Ukraine Invasion Could Cause Another Component Shortage

Written - March 2022

Back in November 2020, Microsoft launched their new generation of gaming consoles, the Xbox Series S and the Xbox Series X.  This all seemed wonderful at the time, but the cumulative effect of pandemic lockdowns had placed the semiconductor industry under great pressure, causing a worldwide chip and component shortage.  As I write this today you still can’t buy a Series X console, more than a year after it launched.

This component shortage hasn’t just affected games consoles and computers however, with everything that uses semiconductors coming under tremendous strain.  In November 2021 both General Motors and Ford announced that they were going to manufacture their own chips because the worldwide shortage was impacting them enormously.

Things began to look like they could return to normal at the beginning of 2022.  Sure, the component shortage would rattle on for the rest of the year, but slowly, mining and manufacturing operations would catch up.  That of course was until Russian tanks rolled across their border and invaded Ukraine.

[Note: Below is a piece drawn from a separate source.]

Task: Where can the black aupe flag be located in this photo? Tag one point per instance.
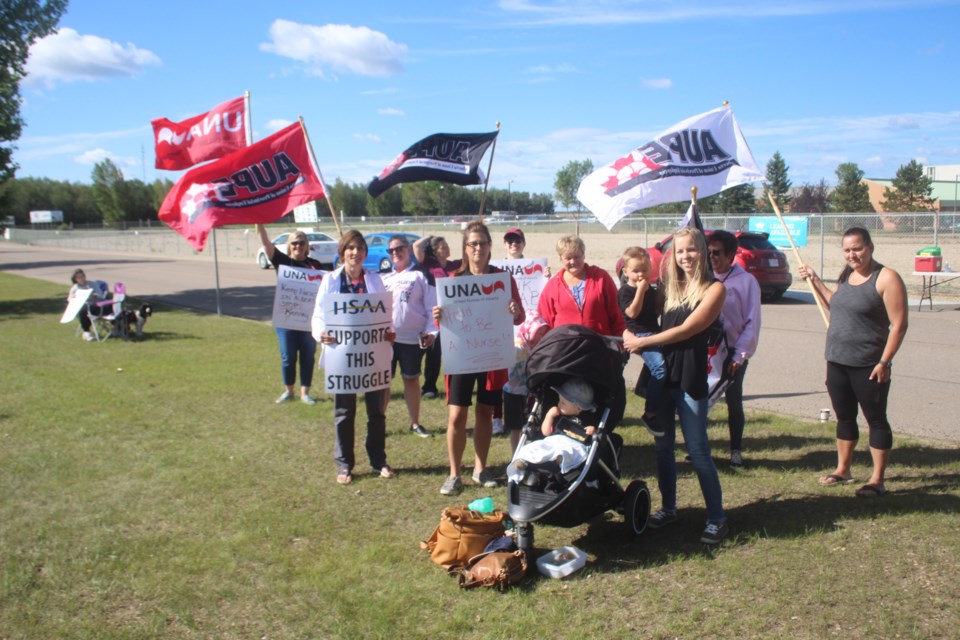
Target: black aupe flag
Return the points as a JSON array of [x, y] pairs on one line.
[[444, 157]]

Both Russia and Ukraine are crucial suppliers of neon gas and palladium to the worldwide semiconductor industry, with Russia alone providing more than 35% of the world’s palladium supply and the two countries providing 40% to 50% of the worldwide supply of semiconductor-grade neon.  Some 90% of the neon used by US-based chip manufacturers including Intel comes from Eastern Europe.

Clearly there’s no mining and manufacturing happening at all in Ukraine right now, with the focus being entirely on repelling an invading army, and providing the basic needs of food, water, power, medical aid, and shelter to the Ukrainian people.  The potential for exports in the future though will be made almost impossible should the Russian military take the Black Sea ports of Mariupol and Odesa.

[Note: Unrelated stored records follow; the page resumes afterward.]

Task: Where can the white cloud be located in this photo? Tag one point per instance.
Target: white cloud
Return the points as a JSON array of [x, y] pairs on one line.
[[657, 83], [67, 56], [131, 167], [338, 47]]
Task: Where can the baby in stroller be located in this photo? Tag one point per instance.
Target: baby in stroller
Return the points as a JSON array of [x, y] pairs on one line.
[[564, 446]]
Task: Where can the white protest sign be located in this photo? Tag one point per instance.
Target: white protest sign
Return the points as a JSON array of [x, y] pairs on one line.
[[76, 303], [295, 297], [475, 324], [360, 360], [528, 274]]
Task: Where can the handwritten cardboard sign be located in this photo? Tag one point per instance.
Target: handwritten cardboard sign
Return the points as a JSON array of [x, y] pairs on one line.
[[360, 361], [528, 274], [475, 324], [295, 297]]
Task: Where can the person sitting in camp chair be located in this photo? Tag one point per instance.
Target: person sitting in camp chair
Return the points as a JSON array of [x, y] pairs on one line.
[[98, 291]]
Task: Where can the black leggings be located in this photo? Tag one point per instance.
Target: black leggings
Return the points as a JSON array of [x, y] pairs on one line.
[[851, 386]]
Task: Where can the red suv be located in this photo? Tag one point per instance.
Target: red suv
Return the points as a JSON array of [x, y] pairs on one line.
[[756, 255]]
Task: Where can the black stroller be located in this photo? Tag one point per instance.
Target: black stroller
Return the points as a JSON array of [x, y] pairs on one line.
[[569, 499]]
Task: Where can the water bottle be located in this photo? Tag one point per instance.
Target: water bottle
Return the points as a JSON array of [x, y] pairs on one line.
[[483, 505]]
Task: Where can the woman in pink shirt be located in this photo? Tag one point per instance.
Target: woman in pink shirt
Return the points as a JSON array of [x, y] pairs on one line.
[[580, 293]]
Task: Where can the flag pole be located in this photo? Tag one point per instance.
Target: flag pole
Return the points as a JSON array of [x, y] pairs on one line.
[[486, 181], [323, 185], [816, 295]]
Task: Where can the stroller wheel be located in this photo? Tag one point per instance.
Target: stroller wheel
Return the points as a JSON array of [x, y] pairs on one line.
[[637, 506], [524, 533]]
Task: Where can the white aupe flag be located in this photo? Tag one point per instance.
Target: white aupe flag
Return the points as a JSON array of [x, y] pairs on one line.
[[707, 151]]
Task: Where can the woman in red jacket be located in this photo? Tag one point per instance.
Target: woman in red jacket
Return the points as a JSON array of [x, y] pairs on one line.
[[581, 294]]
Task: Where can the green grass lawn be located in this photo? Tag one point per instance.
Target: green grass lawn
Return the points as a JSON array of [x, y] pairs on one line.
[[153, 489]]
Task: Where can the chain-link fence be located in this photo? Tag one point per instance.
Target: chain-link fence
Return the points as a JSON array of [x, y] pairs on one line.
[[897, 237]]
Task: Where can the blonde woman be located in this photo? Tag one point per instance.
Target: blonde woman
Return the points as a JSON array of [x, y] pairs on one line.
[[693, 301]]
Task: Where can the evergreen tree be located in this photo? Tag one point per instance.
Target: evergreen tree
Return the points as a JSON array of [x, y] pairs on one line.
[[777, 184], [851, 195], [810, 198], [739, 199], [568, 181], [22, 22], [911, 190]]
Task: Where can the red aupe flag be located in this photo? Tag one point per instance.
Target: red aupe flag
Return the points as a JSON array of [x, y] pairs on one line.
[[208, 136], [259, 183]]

Heavy sanctions are also hitting Russia hard, but while mining and manufacturing operations there will be continuing, sales of those components to any country other than China is almost impossible.  Neon gas is used in the lasers that produce silicon wafers, on each of which are hundreds of individual silicon chips.  Palladium is also used in many technological components from silicon chips to catalytic converters.

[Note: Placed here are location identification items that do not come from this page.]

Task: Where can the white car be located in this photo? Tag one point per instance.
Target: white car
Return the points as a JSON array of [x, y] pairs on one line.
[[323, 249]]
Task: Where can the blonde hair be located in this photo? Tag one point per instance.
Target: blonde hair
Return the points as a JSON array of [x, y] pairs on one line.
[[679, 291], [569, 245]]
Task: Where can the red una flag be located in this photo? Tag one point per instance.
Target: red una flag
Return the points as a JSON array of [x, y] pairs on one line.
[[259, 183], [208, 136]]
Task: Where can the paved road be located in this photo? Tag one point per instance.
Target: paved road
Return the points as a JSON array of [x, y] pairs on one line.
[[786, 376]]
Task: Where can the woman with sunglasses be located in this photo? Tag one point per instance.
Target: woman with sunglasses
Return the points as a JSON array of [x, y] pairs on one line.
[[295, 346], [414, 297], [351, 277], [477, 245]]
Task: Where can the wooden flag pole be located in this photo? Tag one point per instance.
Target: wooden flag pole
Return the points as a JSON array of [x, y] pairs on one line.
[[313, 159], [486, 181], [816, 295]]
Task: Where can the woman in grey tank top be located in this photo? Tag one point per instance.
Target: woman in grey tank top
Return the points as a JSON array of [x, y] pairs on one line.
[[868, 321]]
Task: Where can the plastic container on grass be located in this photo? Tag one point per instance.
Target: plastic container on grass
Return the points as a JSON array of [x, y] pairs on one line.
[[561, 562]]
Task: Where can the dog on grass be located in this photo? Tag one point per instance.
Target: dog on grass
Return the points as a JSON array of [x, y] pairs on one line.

Then there’s the fact that supply and demand is pushing up the prices of these and other components, with the price of neon shooting up by 600% the last time Russia invaded Ukraine in 2014.  This is bound to be repeated and sanctions could continue to be imposed on Russia for years to come.

The upshot of all this is that we can definitely expect a difficult situation to get worse, and for the worldwide component shortage to last for a significantly longer time than anybody had hoped.  If you’re looking to buy a new laptop, graphics card, console, or car, my best advice is to buy one soon, before shortages really start to bite, and prices rise still further.

That being said, I must make reference to the fact that there is an enormous humanitarian disaster taking place in Europe right now, so rampant consumerism aside, please spare some thoughts, time, and spare money for Ukraine relief appeals in your country, and give whatever you can.  For now though, my thoughts are with all the Microsoft MVP awardees in Ukraine and Russia, keep safe.